Commencing Third Pipeline Stage

A project log for Kestrel Computer Project

The Kestrel project is all about freedom of computing and the freedom of learning using a completely open hardware and software design.

samuel-a-falvo-iiSamuel A. Falvo II 07/02/2017 at 23:270 Comments

Since my last update, I've made many small and incremental improvements to the load/store unit and the register "write-back" side of the X-Register Set modules. To a reasonably good approximation, I think this completes 90% of my work on these stages. I think there are some small artifacts that need to be added still, but these will depend upon the cooperation of other units not yet written, so will have to wait.
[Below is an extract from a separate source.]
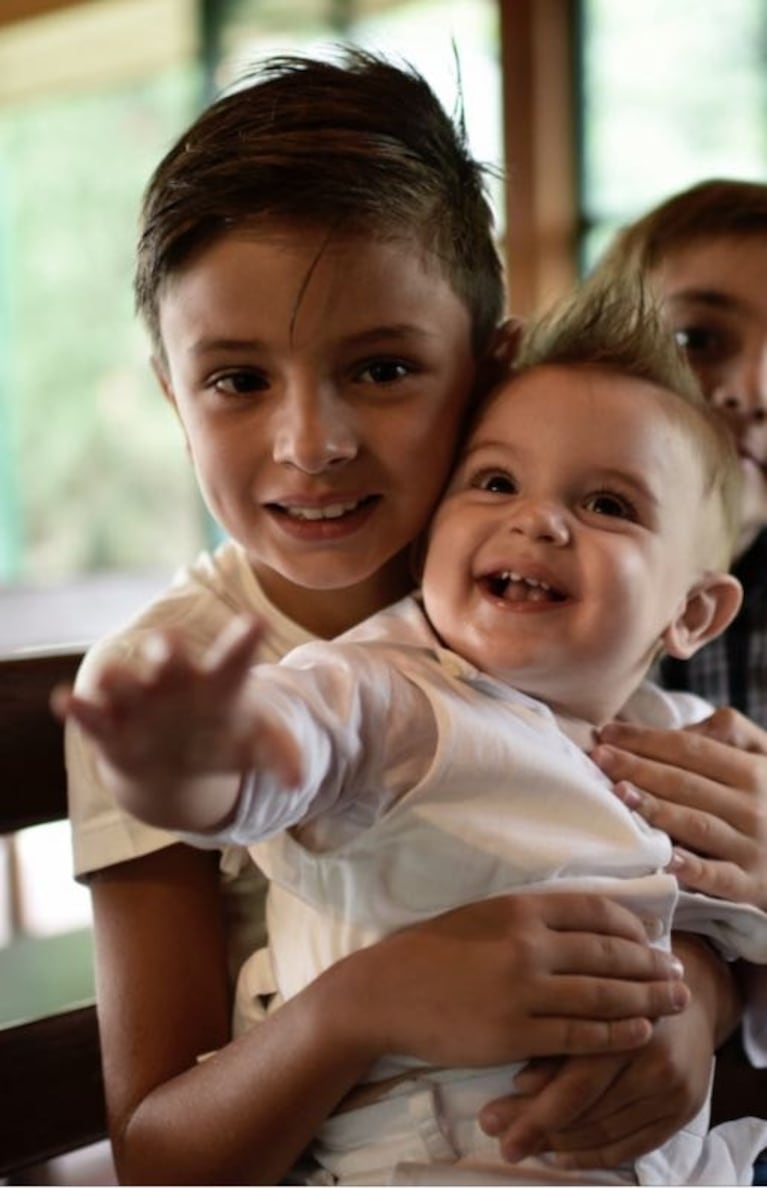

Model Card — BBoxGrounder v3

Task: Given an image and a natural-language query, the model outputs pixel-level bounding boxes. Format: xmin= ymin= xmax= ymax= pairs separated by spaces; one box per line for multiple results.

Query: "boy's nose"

With that said, I think it's time to start on the Integer Execute stage of the pipeline. This is the stage that basically encapsulates the ALU I've already written for the KCP53000.

LSU Features

The KCP53010's front-side bus will conform to Wishbone B.4 Pipeline Mode specifications. This new direction satisfies several problems I was having before with the KCP53000, allowing me to collapse several support modules into the core of the CPU effortlessly.

The B.3/B.4 Standard Mode/Furcula bus ties the master and slave side of the bus inextricably together, which required more sophisticated state machines when adapting to other buses. The 64-bit to 16-bit bridge (KCP53003) added a significant amount of overhead to the circuit, as did all the other bridges that were required to interface the KCP53000 to the Kestrel-2 hardware. It worked; but, it was very slow, and only just barely met timing requirements for a working computer.

The B.4 Pipelined operation greatly reduces the complexity involved with bridging different bus widths. Supporting 64-bit, 32-bit, 16-bit, and 8-bit transfers over a 16-bit external bus came surprisingly easy once I realized that the command and response (or master and slave, as referenced in the Verilog sources) sides of the bus can be cleanly divorced from each other. I'm banking on this simplification to reduce both layout pressure as well as bump the CPU's operating frequency to a more comfortable rate.

Disadvantages

Because I now natively support Wishbone, the CPU is now directly responsible for handling address misalignment and data path routing. Right now, the LSU doesn't take misalignment into consideration. This is a known bug, but will be addressed later. However, I'm thinking the hardware to detect and respond to this (and similar) condition(s) will still result in a net reduction in complexity.